What is your observation with respect to speed? 

### 7. Pinned host memory

Memory copies to the GPU are executed from page-locked memory via direct memory access (DMA). Memory allocated with `malloc` or `new` is not by default page-locked memory, but instead could be swapped out to an external disk for example. When copying data from the host to the GPU, it is therefore first copied to page-locked memory and only then to the GPU. This means that two copies are actually taking place. 

In CUDA, we can alloated directly page-locked host memory to store host variables. This then avoids the additional copy. However, memory allocated like this cannot be infinitely large.
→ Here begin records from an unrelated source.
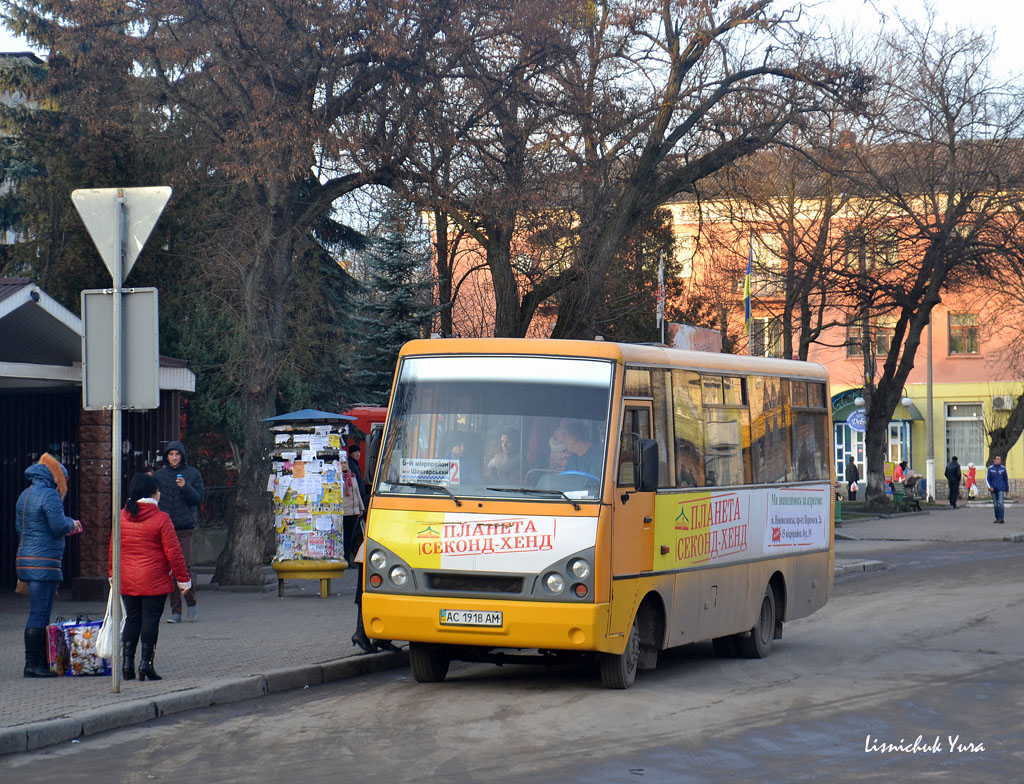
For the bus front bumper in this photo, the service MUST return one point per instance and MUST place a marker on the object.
(547, 625)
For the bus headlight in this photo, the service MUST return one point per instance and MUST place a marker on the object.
(554, 582)
(580, 569)
(398, 575)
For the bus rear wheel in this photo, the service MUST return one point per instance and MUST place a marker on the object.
(758, 644)
(428, 662)
(619, 670)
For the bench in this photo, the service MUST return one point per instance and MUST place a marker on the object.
(905, 498)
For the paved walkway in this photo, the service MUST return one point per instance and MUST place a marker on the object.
(247, 644)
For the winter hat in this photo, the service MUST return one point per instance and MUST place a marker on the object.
(58, 471)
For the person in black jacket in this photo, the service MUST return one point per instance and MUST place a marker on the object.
(852, 477)
(181, 491)
(953, 476)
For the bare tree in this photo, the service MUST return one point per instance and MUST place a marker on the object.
(931, 164)
(668, 94)
(290, 104)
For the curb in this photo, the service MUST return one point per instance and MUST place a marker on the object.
(38, 734)
(858, 566)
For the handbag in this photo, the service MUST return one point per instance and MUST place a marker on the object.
(56, 648)
(107, 639)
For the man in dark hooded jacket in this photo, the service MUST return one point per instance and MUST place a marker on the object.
(180, 493)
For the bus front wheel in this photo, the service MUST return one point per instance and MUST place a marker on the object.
(619, 670)
(758, 644)
(428, 662)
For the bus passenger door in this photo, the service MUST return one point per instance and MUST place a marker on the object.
(633, 518)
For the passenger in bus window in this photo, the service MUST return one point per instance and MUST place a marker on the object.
(687, 464)
(461, 449)
(504, 467)
(559, 452)
(584, 455)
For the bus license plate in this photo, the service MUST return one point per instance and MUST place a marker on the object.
(470, 618)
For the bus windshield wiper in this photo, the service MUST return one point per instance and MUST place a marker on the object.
(424, 486)
(540, 491)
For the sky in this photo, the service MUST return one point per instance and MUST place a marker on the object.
(1004, 17)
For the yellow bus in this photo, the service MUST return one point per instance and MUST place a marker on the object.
(545, 498)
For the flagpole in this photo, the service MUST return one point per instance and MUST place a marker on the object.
(747, 296)
(660, 293)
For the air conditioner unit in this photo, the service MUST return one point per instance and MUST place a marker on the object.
(1003, 402)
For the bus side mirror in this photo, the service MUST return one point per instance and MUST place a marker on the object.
(374, 450)
(645, 466)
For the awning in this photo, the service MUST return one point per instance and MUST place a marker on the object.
(843, 406)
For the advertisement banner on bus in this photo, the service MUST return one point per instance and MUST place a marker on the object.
(711, 527)
(481, 542)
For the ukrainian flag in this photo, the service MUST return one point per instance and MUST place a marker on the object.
(747, 290)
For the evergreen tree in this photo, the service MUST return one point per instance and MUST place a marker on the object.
(394, 304)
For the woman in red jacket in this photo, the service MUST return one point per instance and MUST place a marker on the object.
(150, 552)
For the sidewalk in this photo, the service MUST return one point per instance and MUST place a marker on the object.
(249, 643)
(244, 644)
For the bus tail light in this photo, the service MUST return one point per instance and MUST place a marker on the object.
(554, 582)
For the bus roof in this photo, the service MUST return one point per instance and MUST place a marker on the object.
(625, 353)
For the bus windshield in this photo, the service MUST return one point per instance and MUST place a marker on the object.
(498, 427)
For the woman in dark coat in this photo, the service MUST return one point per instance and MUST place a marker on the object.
(852, 477)
(150, 552)
(42, 525)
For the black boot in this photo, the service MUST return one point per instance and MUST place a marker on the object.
(359, 638)
(145, 665)
(128, 661)
(35, 653)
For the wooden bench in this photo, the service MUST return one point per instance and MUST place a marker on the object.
(904, 498)
(324, 571)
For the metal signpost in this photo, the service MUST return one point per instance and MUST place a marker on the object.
(119, 221)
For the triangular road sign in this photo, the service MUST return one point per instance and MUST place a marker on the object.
(141, 210)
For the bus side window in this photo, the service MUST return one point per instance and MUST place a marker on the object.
(688, 420)
(662, 392)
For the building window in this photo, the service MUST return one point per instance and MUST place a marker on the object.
(854, 341)
(766, 337)
(880, 249)
(684, 255)
(963, 333)
(884, 330)
(966, 433)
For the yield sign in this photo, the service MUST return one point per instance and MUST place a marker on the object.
(99, 211)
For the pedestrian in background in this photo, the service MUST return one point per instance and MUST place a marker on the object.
(354, 452)
(351, 510)
(42, 525)
(180, 493)
(998, 485)
(953, 476)
(151, 553)
(852, 477)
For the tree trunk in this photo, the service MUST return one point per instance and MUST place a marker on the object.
(444, 265)
(509, 321)
(1003, 439)
(264, 287)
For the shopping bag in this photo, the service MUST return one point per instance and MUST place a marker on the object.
(108, 638)
(83, 659)
(56, 648)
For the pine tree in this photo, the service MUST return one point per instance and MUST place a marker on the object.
(395, 302)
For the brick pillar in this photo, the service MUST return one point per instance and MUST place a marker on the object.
(94, 504)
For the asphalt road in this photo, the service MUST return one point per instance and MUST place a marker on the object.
(933, 646)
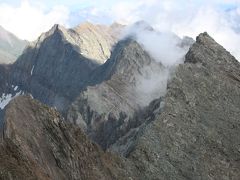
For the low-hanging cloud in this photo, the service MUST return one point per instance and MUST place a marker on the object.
(167, 51)
(220, 18)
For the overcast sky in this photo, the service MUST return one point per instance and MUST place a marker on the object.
(220, 18)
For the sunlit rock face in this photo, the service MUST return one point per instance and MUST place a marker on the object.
(10, 47)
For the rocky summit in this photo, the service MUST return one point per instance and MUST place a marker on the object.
(87, 116)
(10, 47)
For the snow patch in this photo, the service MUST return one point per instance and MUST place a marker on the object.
(6, 98)
(16, 87)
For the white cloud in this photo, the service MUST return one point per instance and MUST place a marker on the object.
(220, 18)
(28, 21)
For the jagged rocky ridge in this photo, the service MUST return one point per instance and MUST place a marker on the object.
(56, 66)
(194, 136)
(110, 109)
(10, 47)
(36, 143)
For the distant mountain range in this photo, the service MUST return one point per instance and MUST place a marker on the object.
(10, 46)
(81, 113)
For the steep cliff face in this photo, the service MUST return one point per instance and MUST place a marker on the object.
(53, 69)
(108, 110)
(96, 41)
(10, 47)
(37, 144)
(196, 136)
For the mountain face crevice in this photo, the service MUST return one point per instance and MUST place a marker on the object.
(113, 128)
(54, 72)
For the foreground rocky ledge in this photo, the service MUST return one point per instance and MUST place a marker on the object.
(195, 136)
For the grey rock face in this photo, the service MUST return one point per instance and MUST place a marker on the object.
(53, 70)
(37, 144)
(10, 47)
(109, 110)
(197, 134)
(96, 41)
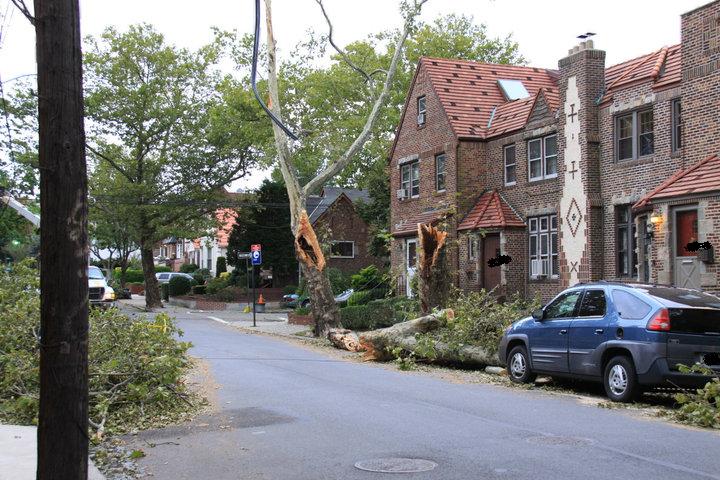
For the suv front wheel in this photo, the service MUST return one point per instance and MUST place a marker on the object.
(620, 380)
(518, 366)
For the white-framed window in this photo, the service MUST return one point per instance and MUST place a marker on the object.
(342, 249)
(542, 241)
(410, 179)
(440, 172)
(542, 158)
(422, 111)
(634, 135)
(510, 164)
(676, 125)
(472, 247)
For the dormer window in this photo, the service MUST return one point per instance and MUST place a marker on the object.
(421, 110)
(513, 89)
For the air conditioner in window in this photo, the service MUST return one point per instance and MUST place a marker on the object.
(535, 268)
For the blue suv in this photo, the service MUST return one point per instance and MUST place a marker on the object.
(628, 336)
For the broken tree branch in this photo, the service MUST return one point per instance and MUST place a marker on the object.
(339, 164)
(345, 57)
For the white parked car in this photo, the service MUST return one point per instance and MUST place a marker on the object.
(165, 277)
(101, 294)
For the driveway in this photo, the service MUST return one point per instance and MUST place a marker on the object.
(287, 412)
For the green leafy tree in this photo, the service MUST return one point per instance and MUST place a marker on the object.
(155, 122)
(266, 223)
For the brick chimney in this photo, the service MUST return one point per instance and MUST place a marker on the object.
(581, 82)
(700, 77)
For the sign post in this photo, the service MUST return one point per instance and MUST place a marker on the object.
(256, 257)
(246, 256)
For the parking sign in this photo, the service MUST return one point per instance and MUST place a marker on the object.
(256, 254)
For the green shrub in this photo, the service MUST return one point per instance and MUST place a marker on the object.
(188, 267)
(364, 296)
(132, 275)
(214, 285)
(180, 285)
(339, 282)
(230, 294)
(701, 407)
(135, 365)
(370, 278)
(220, 266)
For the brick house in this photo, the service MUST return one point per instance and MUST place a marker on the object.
(338, 224)
(579, 173)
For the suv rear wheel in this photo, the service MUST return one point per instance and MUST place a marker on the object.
(620, 380)
(518, 366)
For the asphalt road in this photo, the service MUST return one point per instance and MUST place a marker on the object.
(291, 413)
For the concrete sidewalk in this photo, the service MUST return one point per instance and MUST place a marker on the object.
(18, 454)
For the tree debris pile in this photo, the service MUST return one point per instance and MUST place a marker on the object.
(466, 334)
(136, 366)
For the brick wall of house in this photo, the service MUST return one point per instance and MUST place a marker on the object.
(341, 222)
(701, 81)
(625, 182)
(425, 142)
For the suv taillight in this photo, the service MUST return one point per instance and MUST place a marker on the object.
(660, 321)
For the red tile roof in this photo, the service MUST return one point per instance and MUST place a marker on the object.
(661, 67)
(469, 91)
(491, 211)
(409, 226)
(702, 177)
(477, 108)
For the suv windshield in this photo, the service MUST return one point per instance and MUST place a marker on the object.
(95, 273)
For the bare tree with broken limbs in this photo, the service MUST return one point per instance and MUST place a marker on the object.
(308, 251)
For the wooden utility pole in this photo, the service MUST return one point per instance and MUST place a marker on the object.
(63, 418)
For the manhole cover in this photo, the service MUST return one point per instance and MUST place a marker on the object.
(396, 465)
(559, 440)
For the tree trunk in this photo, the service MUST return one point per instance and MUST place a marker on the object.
(152, 288)
(378, 343)
(62, 440)
(322, 301)
(433, 274)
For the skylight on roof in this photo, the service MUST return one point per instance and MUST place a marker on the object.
(513, 89)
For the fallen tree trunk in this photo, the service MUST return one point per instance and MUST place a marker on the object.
(345, 339)
(378, 344)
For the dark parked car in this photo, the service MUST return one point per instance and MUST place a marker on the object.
(627, 336)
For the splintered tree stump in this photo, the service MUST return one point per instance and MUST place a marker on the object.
(433, 273)
(345, 339)
(324, 309)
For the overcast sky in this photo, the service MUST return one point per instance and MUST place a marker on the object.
(545, 30)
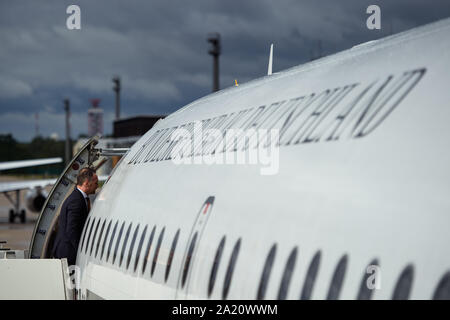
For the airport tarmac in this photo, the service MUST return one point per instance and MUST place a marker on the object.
(18, 235)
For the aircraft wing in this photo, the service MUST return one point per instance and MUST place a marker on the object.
(28, 163)
(31, 184)
(20, 185)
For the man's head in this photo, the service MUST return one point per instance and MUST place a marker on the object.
(87, 180)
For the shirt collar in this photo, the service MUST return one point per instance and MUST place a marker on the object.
(82, 192)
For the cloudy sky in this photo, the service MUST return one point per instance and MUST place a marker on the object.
(159, 50)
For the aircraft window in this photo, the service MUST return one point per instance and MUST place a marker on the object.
(147, 252)
(118, 241)
(99, 238)
(111, 241)
(365, 293)
(310, 277)
(404, 284)
(130, 252)
(95, 234)
(266, 273)
(89, 236)
(125, 244)
(84, 233)
(286, 280)
(188, 259)
(338, 279)
(104, 240)
(138, 251)
(172, 253)
(212, 277)
(443, 289)
(158, 246)
(231, 264)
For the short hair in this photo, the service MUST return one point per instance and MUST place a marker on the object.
(85, 174)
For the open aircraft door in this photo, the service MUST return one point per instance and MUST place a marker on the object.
(45, 228)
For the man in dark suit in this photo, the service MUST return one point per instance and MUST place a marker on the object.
(73, 215)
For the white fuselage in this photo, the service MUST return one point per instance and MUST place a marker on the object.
(363, 174)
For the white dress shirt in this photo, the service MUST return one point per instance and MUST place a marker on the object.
(84, 196)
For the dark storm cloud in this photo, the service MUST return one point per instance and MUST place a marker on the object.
(159, 49)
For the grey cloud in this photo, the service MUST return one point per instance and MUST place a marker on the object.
(159, 48)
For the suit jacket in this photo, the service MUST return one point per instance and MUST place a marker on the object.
(71, 221)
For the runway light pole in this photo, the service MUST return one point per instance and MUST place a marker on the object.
(68, 148)
(116, 89)
(214, 39)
The syntax is as follows:
```
cudaMallocHost( (void**) &h_a, size_in_bytes )
cudaFreeHost( h_a )
```

Think about which memory arrays would make sense to store in pinned host memory rather than host memory allocated with `new`. Start from the code in the directory `pinned_host_memory` and implement the memory allocation of the host arrays with pinned memory intsead of `new`. 

In [None]:
build_binary()

In [None]:
!./run-exclusive.sh $binary_prefix/bin/KalmanFilter pinned_host_memory 10 $data_directory 10 0 0

What do you infer from the speed difference between this last implementation and the previous ones? What does this mean for executing this particular code on the GPU? Does it make sense on its own?